UDC's planned sale to China's HNA for $660 million fell through after the deal failed to achieve Overseas Investment Office approval.
The OIO said in December that it had rejected HNA's application to buy UDC due to unanswered questions about the Hainan-based conglomerate's ownership structure.
NZX-listed finance company Heartland has in the past expressed an interest in buying UDC but analysts have questioned whether its balance sheet is big enough to take on the company.
Devon Funds Management's managing director Slade Robertson said the market would be supportive of a quality business coming to the NZX.
"The operating environment for UDC has improved, with more conservative lending practices by the banks," Robertson said.
Harbour Asset Management Andrew Bascand said the market would "absolutely" welcome a new issue.
"We would have to be very careful to make sure than ANZ did not cherry-pick the best bits and pieces of UDC before it split it off, so there would be a lot of due diligence issues for that sort of IPO," he said.
"I would want to know if ANZ is serious about this, or whether this is just a foil for a trade sale," he said.
Massey University banking expert David Tripe said UDC would provide an opportunity for something like Heartland to take a cornerstone stake.
"Heartland has expressed an interest, but I think it's been a bit big for them," Tripe said. "But they might take a small position and expand it later on," he said.
The issue for a separated UDC would be how it funds itself without ANZ - New Zealand's biggest bank - standing behind it, he said.
"It would not have a great credit rating but it would not be as bad as if it had become part of HNA," Tripe said.
"I think it's a nice thought, but I think it might have some challenges in terms of getting the thing to run," he said.
UDC has a 75-year track record in New Zealand. It's been an important backer for the transport and earth-moving industry and has enjoyed a solid reputation.
Heartland, which has a market capitalisation of just over $1 billion, first raised the possibility of buying UDC from ANZ in 2016.
UDC, whose loan book is worth over $3 billion, reported a 5 per cent increase in its net profit to $61.6 million for the September year - a record.
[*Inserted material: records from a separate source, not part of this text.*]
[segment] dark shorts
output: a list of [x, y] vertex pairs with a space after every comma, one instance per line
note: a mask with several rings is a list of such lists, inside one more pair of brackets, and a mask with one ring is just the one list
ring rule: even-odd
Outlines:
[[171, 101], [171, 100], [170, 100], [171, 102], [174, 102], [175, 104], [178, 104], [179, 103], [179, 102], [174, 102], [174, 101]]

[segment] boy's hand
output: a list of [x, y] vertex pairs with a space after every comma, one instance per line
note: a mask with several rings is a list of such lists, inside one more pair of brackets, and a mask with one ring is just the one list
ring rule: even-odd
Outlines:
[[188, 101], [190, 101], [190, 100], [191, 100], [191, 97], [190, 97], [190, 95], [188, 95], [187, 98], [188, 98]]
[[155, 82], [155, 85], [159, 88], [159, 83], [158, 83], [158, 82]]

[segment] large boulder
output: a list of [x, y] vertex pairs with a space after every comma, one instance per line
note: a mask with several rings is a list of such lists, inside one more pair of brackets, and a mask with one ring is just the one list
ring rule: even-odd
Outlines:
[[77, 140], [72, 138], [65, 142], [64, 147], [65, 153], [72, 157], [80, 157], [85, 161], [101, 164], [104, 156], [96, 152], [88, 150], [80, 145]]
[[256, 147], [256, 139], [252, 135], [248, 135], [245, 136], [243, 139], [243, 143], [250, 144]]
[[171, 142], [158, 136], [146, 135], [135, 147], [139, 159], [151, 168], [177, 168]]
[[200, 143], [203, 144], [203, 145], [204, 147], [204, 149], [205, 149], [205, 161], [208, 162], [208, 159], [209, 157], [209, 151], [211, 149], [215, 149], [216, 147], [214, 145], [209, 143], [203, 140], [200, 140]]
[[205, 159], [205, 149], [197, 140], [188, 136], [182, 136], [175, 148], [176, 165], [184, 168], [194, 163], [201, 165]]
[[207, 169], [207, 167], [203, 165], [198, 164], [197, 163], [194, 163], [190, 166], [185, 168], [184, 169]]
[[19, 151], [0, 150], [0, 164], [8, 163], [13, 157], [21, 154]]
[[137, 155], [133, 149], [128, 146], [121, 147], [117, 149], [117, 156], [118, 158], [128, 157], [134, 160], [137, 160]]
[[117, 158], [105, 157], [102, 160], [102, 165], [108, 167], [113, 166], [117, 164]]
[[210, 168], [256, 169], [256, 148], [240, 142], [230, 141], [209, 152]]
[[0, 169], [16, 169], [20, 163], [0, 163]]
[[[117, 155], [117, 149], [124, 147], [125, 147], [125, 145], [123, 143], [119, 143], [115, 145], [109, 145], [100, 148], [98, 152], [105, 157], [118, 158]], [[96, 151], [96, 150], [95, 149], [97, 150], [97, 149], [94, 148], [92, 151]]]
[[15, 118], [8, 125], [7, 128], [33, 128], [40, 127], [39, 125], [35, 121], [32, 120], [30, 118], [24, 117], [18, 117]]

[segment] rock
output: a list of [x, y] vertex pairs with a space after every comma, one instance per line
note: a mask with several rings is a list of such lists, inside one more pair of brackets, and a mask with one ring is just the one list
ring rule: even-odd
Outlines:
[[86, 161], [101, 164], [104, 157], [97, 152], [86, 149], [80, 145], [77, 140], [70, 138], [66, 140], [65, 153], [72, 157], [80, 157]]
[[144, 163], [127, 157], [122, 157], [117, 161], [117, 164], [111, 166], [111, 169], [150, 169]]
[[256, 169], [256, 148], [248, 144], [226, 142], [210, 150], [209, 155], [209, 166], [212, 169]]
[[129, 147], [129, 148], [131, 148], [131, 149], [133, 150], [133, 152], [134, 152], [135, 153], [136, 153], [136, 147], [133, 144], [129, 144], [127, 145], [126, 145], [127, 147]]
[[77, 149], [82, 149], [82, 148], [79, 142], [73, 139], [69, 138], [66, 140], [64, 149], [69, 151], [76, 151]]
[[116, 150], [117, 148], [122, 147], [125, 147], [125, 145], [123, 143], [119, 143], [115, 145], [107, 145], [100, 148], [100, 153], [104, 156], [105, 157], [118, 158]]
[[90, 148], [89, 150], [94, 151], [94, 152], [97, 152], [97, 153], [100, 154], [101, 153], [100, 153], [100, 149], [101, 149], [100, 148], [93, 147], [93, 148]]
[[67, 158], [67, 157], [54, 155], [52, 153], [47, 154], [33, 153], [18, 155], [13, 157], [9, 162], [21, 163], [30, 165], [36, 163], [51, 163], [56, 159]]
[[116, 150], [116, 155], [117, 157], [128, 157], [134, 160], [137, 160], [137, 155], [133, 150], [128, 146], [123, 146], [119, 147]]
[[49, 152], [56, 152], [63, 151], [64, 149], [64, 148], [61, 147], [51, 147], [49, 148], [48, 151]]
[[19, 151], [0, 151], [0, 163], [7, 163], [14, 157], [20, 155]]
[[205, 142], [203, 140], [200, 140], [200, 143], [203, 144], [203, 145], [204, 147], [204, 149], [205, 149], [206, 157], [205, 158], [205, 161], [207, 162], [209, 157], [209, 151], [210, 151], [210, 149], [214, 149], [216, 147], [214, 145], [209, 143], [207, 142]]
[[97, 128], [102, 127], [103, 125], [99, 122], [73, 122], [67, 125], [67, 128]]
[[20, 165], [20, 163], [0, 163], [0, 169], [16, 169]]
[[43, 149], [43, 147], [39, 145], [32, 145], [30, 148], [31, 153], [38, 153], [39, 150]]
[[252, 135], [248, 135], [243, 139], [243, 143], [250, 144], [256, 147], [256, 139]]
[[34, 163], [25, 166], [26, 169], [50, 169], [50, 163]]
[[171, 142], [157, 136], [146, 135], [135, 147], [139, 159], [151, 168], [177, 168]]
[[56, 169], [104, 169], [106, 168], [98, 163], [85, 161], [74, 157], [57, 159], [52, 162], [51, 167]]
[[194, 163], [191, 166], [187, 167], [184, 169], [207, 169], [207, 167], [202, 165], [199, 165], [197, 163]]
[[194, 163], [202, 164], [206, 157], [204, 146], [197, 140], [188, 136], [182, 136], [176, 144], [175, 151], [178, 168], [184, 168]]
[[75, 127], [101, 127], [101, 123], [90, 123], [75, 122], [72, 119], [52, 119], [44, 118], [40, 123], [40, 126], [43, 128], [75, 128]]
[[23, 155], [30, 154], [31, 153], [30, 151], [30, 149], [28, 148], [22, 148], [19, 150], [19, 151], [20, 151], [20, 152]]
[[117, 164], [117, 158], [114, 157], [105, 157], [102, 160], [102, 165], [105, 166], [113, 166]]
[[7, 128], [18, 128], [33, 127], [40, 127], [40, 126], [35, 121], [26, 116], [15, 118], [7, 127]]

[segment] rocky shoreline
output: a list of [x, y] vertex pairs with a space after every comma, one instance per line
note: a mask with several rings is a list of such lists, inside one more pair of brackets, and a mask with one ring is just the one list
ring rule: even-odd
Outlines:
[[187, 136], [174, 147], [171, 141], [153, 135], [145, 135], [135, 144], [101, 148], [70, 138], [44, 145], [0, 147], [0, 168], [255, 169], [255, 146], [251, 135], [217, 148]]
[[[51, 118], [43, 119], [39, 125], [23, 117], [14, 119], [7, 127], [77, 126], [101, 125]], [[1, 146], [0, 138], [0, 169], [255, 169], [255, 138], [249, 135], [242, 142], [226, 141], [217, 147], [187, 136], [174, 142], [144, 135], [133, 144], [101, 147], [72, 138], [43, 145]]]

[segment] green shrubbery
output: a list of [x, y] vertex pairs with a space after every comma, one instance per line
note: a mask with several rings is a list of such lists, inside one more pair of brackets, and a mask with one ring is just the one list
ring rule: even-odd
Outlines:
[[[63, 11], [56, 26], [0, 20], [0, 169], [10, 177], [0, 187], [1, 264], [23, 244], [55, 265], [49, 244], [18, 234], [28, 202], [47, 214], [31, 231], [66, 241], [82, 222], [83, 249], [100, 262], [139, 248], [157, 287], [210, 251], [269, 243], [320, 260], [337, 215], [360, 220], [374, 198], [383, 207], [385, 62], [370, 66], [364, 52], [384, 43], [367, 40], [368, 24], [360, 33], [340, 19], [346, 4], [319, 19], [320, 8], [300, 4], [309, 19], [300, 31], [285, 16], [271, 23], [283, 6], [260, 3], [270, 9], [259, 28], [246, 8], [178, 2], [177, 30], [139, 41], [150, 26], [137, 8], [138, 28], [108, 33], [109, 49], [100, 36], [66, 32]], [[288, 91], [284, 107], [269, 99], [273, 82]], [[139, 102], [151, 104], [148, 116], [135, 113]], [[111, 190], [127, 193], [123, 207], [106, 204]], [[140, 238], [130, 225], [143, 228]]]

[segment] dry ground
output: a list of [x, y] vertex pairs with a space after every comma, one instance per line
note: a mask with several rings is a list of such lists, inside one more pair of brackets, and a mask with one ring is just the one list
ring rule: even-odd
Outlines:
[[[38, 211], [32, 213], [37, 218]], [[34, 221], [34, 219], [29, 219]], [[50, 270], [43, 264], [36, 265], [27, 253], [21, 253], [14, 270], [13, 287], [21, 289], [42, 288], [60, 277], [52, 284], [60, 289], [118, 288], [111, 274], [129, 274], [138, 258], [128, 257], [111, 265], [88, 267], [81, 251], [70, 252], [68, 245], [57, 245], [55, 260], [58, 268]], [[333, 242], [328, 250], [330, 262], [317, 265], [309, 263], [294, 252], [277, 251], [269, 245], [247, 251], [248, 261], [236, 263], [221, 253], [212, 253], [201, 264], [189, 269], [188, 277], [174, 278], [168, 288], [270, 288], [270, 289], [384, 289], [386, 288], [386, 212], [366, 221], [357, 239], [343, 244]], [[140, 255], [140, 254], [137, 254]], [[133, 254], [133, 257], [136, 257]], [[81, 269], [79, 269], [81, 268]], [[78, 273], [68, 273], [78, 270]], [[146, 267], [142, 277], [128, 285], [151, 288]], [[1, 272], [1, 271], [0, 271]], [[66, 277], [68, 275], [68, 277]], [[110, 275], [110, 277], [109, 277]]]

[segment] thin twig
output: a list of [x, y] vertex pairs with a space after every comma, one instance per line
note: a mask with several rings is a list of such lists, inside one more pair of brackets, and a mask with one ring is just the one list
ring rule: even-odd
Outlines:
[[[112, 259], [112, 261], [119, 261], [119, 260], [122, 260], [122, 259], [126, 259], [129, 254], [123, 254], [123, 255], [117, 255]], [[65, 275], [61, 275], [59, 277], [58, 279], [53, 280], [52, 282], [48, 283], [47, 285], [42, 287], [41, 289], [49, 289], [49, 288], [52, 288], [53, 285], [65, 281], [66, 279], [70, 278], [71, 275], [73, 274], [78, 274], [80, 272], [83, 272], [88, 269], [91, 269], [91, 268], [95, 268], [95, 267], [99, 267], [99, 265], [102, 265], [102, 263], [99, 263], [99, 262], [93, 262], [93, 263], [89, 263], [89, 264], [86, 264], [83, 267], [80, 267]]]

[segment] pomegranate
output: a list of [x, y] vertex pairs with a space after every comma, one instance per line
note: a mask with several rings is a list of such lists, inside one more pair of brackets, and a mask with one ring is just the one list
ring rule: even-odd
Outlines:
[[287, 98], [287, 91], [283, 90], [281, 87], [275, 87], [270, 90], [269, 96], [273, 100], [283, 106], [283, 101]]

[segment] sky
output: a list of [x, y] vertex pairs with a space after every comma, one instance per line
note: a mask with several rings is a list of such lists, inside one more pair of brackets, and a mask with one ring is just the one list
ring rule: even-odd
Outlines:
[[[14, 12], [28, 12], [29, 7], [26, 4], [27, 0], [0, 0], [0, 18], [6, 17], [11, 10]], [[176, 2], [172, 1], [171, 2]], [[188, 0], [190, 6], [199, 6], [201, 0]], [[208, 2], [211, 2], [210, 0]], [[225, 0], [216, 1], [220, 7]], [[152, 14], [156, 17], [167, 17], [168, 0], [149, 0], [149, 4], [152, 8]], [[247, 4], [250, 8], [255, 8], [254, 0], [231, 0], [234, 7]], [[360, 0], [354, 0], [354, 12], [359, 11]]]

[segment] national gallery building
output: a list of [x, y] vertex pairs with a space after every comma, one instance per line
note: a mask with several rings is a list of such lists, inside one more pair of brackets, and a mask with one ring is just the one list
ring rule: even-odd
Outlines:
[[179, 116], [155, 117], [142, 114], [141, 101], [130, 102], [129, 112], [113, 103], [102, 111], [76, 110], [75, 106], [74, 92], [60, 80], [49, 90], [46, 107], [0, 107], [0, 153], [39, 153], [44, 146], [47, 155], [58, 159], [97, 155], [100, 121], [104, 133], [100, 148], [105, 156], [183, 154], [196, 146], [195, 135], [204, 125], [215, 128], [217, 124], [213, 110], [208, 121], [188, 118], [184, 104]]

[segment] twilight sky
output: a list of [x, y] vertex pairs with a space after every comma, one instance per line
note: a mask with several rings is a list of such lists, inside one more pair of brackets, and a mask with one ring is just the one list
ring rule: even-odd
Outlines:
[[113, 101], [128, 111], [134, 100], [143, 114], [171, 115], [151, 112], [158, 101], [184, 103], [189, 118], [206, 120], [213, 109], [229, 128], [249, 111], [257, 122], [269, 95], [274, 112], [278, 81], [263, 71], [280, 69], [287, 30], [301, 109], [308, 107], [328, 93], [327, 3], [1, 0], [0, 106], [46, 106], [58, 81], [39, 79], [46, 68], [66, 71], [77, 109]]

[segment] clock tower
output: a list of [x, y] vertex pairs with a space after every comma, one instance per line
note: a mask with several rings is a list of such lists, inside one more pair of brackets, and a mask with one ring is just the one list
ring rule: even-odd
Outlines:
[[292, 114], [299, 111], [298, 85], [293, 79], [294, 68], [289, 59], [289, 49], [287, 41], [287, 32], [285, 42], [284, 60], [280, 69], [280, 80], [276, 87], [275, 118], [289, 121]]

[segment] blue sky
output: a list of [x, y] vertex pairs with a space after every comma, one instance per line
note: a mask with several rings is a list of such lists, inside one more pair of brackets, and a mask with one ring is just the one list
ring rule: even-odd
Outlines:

At $1.039 billion, debenture funding remains an important part of the funding mix but has declined by 35 per cent from the prior year, the bank said in December.
ANZ last year increased the level of funding support with the limit on the facility increased to $2.7 billion, effective from last November.
Law firm Chapman Tripp said last month that competition for assets from private equity firms made 2017 a very quiet year for IPOs -- the worst since 2013 - despite the sharemarket rallying by more than 20 per cent.
The current year is expected to be similarly quiet before IPO activity picks up again in 2019, the firm said in a report released last month.